Jack's Favourite Games Ever – Part Nine: God of War
Welcome to part nine of my countdown of my all time favourite games. For those that missed the previous parts (shame on you!) I’ll be counting down, in no particular order, my 25 favourite games of all time. Please bear in mind that this list is purely my opinion, and therefore is likely to be different from yours. I’d love to hear what you think and which are your favourites too though, so please leave a comment!
When I think of games that defined the Playstation 2, there are plenty that come to mind. After all, the console was one of the most successful of all time and boasted an almost unrivalled library of games. A number of exclusives from that console will feature on this list (Shadow of the Colossus already has too), but one of the most defining for me, is God of War.
God of War has gone on to spawn a successful franchise and each of the sequels that have been released so far are all of a high standard. In fact, it was tough to decide just which of the core games to place on this list, but I had to go for the original. At the time, I’d never played a game like this. Sure there had been hack and slash games before, but God of War has since gone on to define the genre and I don’t think that there’s been a better example of it yet.
For those that haven’t come across the series yet, the God of War games tell the story of the Spartan warrior Kratos, who is on a mission of revenge to kill the Gods that had wronged him. Kratos has gained notoriety for his temper and his sheer power. When taking control of Kratos, the player feels all powerful as they hack through legions of enemies inspired by Greek mythology and finally take on the Gods themselves. God of War isn’t a game for the squeamish either. You’ll be brutally killing your enemies, decapitating them, mutilating them. And there’s blood. Everywhere. What’s more, as you progress through the game you’ll level Kratos up, making him EVEN MORE powerful.
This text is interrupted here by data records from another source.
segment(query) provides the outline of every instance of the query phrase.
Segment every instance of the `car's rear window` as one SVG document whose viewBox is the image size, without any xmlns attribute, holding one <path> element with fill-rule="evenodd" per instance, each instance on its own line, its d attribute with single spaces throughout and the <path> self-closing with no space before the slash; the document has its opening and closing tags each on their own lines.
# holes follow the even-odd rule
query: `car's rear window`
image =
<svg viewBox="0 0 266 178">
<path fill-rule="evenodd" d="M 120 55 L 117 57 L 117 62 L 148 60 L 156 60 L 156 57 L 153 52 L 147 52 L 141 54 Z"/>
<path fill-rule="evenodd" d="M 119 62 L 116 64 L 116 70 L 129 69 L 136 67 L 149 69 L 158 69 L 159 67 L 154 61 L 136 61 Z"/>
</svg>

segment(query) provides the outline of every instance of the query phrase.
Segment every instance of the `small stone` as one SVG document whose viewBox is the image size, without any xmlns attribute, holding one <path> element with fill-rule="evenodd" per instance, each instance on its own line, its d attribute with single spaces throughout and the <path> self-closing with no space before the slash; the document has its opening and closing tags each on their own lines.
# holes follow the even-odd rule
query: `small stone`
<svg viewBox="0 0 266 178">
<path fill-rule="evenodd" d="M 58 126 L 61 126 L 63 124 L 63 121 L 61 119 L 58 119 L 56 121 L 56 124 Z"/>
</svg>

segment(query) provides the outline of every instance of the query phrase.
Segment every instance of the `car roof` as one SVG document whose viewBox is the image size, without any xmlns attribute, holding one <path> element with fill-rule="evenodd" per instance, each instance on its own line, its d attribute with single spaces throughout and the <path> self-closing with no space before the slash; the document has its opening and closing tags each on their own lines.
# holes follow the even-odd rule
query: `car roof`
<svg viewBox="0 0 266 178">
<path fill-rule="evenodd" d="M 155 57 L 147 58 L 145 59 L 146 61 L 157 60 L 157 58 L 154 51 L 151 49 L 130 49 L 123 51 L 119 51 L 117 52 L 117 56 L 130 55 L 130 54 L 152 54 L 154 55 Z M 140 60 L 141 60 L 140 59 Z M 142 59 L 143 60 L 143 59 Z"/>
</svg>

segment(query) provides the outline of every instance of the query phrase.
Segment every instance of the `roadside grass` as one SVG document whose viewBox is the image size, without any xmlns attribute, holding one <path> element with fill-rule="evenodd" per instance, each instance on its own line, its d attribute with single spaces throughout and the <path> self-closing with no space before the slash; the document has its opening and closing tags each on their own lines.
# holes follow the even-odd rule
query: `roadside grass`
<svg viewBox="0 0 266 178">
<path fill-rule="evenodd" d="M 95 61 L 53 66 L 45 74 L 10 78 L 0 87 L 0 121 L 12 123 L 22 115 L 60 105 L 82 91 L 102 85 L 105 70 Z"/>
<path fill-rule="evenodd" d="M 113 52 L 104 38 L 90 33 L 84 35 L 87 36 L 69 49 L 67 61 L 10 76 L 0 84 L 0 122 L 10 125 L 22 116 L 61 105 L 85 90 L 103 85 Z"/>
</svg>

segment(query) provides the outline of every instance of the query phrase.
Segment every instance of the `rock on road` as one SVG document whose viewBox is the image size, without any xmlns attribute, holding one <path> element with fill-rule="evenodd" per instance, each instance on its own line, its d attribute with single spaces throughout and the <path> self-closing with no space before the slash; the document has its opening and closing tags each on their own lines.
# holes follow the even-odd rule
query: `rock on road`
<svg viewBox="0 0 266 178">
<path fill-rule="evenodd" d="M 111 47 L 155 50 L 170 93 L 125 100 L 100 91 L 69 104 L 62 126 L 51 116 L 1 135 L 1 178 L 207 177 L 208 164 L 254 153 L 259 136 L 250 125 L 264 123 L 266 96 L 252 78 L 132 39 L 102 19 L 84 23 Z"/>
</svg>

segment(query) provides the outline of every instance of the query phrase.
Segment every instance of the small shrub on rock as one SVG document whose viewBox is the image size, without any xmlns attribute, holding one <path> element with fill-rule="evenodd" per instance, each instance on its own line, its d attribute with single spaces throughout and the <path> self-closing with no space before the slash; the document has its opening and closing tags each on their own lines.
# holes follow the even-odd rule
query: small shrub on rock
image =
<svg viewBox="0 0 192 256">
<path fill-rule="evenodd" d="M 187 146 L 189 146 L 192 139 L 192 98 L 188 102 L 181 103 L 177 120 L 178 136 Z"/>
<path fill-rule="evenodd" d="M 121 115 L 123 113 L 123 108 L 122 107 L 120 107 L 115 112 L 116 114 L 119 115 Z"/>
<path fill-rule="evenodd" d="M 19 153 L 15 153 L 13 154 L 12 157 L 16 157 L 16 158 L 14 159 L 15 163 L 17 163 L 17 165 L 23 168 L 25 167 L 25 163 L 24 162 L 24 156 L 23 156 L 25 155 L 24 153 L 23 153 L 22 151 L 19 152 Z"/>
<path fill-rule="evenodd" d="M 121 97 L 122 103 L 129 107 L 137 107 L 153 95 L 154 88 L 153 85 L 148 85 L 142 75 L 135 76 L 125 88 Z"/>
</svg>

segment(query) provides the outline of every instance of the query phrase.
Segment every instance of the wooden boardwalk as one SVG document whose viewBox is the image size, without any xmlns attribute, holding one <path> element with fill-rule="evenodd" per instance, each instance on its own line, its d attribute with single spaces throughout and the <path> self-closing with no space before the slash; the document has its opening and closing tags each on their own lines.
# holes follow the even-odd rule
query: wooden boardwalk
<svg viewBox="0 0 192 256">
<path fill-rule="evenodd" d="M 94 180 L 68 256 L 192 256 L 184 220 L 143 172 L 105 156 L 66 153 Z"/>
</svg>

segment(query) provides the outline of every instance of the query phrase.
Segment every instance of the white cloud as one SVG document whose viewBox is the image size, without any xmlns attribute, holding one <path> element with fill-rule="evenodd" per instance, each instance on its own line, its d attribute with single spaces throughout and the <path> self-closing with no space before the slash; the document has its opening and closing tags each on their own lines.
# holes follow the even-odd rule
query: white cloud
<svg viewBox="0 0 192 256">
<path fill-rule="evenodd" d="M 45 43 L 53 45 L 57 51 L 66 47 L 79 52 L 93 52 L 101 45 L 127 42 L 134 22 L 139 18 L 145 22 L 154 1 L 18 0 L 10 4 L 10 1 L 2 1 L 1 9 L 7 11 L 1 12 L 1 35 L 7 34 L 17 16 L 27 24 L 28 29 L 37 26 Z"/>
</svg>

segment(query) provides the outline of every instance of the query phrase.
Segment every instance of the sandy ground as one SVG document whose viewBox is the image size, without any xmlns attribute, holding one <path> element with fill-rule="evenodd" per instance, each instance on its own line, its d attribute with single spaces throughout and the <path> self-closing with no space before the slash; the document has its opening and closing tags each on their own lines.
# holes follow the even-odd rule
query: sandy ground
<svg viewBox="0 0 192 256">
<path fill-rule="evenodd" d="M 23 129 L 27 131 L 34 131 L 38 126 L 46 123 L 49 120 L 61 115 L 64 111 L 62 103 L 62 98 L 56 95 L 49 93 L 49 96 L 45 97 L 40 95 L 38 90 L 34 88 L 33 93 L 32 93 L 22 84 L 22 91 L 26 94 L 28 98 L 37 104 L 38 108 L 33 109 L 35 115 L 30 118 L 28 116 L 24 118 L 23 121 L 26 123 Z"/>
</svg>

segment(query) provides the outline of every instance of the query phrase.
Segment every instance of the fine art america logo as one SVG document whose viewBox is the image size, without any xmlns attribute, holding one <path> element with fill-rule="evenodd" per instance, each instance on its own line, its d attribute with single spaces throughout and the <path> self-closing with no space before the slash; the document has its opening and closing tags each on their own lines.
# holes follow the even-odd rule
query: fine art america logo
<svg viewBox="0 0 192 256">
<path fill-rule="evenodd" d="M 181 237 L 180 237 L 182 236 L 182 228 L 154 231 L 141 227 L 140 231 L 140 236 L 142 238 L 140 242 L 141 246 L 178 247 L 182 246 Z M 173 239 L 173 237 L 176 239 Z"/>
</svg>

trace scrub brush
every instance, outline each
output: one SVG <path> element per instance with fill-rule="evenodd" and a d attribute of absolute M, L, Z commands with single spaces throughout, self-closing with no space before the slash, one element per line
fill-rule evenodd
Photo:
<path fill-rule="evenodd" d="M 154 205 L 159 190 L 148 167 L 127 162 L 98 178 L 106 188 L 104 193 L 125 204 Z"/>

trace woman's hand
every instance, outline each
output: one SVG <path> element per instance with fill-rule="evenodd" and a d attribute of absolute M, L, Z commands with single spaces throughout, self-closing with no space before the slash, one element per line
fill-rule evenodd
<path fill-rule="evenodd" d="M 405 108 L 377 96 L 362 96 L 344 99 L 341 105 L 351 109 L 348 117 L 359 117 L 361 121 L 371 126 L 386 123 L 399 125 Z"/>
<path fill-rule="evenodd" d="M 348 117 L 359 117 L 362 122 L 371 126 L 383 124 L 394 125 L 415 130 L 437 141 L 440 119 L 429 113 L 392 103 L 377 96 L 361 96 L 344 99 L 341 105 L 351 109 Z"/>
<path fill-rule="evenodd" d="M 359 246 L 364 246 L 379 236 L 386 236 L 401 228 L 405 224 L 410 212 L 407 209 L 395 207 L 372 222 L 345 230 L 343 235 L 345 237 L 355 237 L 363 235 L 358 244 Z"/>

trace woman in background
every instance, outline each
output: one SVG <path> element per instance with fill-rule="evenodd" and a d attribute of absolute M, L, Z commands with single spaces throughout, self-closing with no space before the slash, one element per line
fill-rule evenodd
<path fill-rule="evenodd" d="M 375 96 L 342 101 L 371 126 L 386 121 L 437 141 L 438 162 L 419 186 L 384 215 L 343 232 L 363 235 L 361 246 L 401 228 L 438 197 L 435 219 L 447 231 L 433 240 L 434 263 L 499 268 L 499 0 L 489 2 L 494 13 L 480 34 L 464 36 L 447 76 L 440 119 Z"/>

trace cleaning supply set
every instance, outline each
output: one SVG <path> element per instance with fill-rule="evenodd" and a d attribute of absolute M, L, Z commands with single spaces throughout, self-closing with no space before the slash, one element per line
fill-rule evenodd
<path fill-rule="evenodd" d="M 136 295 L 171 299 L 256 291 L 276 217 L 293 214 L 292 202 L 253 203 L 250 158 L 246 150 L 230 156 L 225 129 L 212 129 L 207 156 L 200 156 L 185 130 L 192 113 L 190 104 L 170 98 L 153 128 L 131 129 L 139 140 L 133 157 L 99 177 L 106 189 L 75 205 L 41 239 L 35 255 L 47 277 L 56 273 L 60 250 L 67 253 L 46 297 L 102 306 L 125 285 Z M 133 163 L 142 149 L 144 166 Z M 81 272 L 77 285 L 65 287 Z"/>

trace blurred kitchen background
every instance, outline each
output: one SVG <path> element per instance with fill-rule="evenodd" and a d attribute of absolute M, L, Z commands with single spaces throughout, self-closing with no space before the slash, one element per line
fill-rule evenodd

What really impresses about the God of War games, and particularly the original, was the sense of scale. Some of the enemies are massive behemoths that require you to scale them, much like in the aforementioned Shadow of the Colossus. The Greek inspired locales are all filled with vivid detail and the game was easily one of the best looking available for the Playstation 2. Sure, the Playstation 3 entries took everything to a whole new level in this respect, but they didn’t radically alter the formula established in the PS2 original.
And to be honest, that’s because they didn’t need to. The mechanics of the original God of War were so finely tuned and polished that each subsequent addition to the series simply builds on them and adds more. The original game wasn’t perfect by any means. The final battle with Ares felt like an anti-climax, but that didn’t matter because the sheer scope and unrelentingly violent nature of the game that preceded it was so enjoyable.
Oh, and if God of War just sounds like a violent button basher to you, then you couldn’t be more wrong. Although this does form a substantial part of the gameplay, there’s also intelligently placed puzzles to keep your brain active and an intuitive magic system, with particular enemies being weak to particular spells.
God of War has been criticised in some corners because of it’s use of quick time events. Although these are infrequent, God of War is widely accepted as the game where these really came to the forefront, and they’ve been a bone of contention ever since. Having said that, in God of War they never feel particularly cheap or intrusive, and often come around as the result of the end of a difficult scrap, with Kratos performing an awe-inspiring (and brutal) finishing move.
For those that haven’t played the original God of War, I insist that it’s the best game in the franchise. It was re-released in HD along with it’s Playstation 2 sequel a few years back on the PS3, so you’ll likely be able to pick it up dirt cheap now. For those that love a good hack and slash, or want to see one of the most unique takes on Greek mythology going, this one’s for you.